I learned a valuable lesson that day. I now carry emergency gear that includes an emergency rescue sled ; extra warm clothing; extra food; lighters, matches and fire starter, a SAM splint, and a big space blanket. If I or my ski partners need a rescue, or have to spend a night out, I want to be prepared. If you wait for the rescue team, you will probably have a long, cold wait. Not because they are incompetent, but because they may be on another rescue or they might not be able to find you, or just because it takes a LONG time to mount a rescue. Trackback(0)
Comments (4)
![]() written by Chris Webster, December 15, 2006
Your emergency gear is missing a bottle of wine. No wonder no one will ski with you. I suppose no chocolate either?

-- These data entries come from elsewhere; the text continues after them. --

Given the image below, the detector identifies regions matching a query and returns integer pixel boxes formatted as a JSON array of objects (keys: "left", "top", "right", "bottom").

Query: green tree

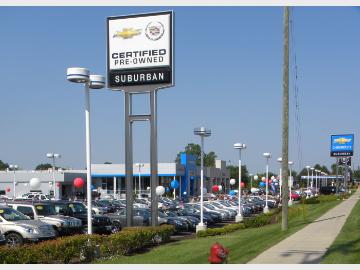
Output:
[
  {"left": 226, "top": 165, "right": 250, "bottom": 183},
  {"left": 0, "top": 160, "right": 9, "bottom": 171},
  {"left": 175, "top": 143, "right": 217, "bottom": 167},
  {"left": 35, "top": 163, "right": 57, "bottom": 171}
]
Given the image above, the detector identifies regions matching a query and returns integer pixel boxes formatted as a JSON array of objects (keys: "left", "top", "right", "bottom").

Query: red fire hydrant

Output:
[{"left": 208, "top": 242, "right": 229, "bottom": 263}]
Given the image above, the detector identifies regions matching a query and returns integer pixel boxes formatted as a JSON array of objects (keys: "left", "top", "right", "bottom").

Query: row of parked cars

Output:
[{"left": 0, "top": 192, "right": 277, "bottom": 246}]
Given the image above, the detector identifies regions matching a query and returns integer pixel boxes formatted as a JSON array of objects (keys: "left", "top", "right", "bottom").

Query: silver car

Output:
[
  {"left": 8, "top": 202, "right": 82, "bottom": 235},
  {"left": 0, "top": 206, "right": 55, "bottom": 246}
]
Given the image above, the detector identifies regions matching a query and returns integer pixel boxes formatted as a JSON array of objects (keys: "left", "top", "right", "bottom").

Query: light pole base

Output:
[
  {"left": 235, "top": 215, "right": 244, "bottom": 222},
  {"left": 196, "top": 223, "right": 207, "bottom": 233}
]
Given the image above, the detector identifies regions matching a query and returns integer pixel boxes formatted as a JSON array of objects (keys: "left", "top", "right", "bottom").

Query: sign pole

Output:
[
  {"left": 150, "top": 90, "right": 159, "bottom": 226},
  {"left": 125, "top": 92, "right": 134, "bottom": 227}
]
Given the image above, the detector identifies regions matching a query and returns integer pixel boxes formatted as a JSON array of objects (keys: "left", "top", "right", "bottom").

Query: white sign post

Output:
[
  {"left": 107, "top": 11, "right": 173, "bottom": 89},
  {"left": 107, "top": 11, "right": 174, "bottom": 227}
]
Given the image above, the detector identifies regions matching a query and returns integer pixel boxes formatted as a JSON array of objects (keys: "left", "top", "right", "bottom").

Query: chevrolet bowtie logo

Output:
[
  {"left": 334, "top": 138, "right": 351, "bottom": 144},
  {"left": 113, "top": 28, "right": 141, "bottom": 39}
]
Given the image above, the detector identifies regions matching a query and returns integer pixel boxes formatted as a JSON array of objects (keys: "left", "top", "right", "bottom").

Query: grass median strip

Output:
[
  {"left": 97, "top": 200, "right": 341, "bottom": 264},
  {"left": 321, "top": 196, "right": 360, "bottom": 264}
]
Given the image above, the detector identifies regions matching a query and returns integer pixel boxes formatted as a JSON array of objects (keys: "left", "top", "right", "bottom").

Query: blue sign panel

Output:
[{"left": 330, "top": 134, "right": 354, "bottom": 157}]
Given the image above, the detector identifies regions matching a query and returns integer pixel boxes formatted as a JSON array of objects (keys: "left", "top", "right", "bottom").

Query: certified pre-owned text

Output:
[{"left": 111, "top": 49, "right": 166, "bottom": 66}]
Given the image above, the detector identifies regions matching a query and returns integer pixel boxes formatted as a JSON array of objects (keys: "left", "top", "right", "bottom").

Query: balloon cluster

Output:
[{"left": 74, "top": 177, "right": 85, "bottom": 188}]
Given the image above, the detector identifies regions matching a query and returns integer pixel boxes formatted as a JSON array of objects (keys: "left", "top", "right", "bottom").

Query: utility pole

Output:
[{"left": 281, "top": 7, "right": 289, "bottom": 231}]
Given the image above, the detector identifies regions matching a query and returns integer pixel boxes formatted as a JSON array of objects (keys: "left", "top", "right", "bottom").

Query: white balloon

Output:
[
  {"left": 30, "top": 178, "right": 41, "bottom": 189},
  {"left": 156, "top": 186, "right": 165, "bottom": 196}
]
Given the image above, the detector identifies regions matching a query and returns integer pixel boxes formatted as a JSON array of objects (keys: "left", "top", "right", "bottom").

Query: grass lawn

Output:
[
  {"left": 321, "top": 197, "right": 360, "bottom": 264},
  {"left": 96, "top": 201, "right": 340, "bottom": 264}
]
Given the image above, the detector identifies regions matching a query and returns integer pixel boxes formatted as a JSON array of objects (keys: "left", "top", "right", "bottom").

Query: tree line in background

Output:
[{"left": 0, "top": 149, "right": 360, "bottom": 183}]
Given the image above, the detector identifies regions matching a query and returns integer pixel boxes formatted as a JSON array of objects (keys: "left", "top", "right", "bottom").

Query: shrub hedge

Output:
[{"left": 0, "top": 225, "right": 175, "bottom": 264}]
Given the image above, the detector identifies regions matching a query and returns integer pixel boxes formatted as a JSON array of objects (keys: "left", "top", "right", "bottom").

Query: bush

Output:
[
  {"left": 196, "top": 223, "right": 245, "bottom": 237},
  {"left": 0, "top": 225, "right": 174, "bottom": 264},
  {"left": 301, "top": 197, "right": 320, "bottom": 204}
]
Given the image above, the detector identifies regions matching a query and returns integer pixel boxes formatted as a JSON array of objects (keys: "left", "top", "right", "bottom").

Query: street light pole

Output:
[
  {"left": 135, "top": 163, "right": 144, "bottom": 195},
  {"left": 306, "top": 166, "right": 310, "bottom": 198},
  {"left": 263, "top": 153, "right": 271, "bottom": 213},
  {"left": 310, "top": 167, "right": 315, "bottom": 197},
  {"left": 67, "top": 68, "right": 105, "bottom": 234},
  {"left": 289, "top": 161, "right": 294, "bottom": 205},
  {"left": 277, "top": 157, "right": 282, "bottom": 202},
  {"left": 9, "top": 164, "right": 18, "bottom": 199},
  {"left": 234, "top": 143, "right": 246, "bottom": 222},
  {"left": 194, "top": 127, "right": 211, "bottom": 232},
  {"left": 249, "top": 173, "right": 254, "bottom": 192},
  {"left": 46, "top": 153, "right": 61, "bottom": 200}
]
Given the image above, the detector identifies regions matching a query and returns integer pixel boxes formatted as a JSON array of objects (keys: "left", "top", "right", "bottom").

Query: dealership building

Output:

written by agave afish, December 15, 2006
A TrueProfessional(tm) needs only 3 items in the emergency kit
1) suture kit 2) morphine 3) single shot .410 Smith and Wesson (aim well). -pam written by Steve Raney, February 08, 2007
Don't forget snow/leg saw either.
written by Bob Fortino, January 16, 2008
Almost froze my nuts in Ontario back in 1975. Snow shoeing back to the snow train to meet civilization once again, we didn't see the storm coming (1975 - no compass, no gps, no radio, no sense) The most ill-prepared amongst us, a young college student, wore driving gloves and dress socks (Tick). I was prepared, though - I was prepared to just leave him to the wolves. We had nothing to drink or smoke to cloud our judgment, just dumb fucks on a wilderness jaunt that almost took our nads (Nads).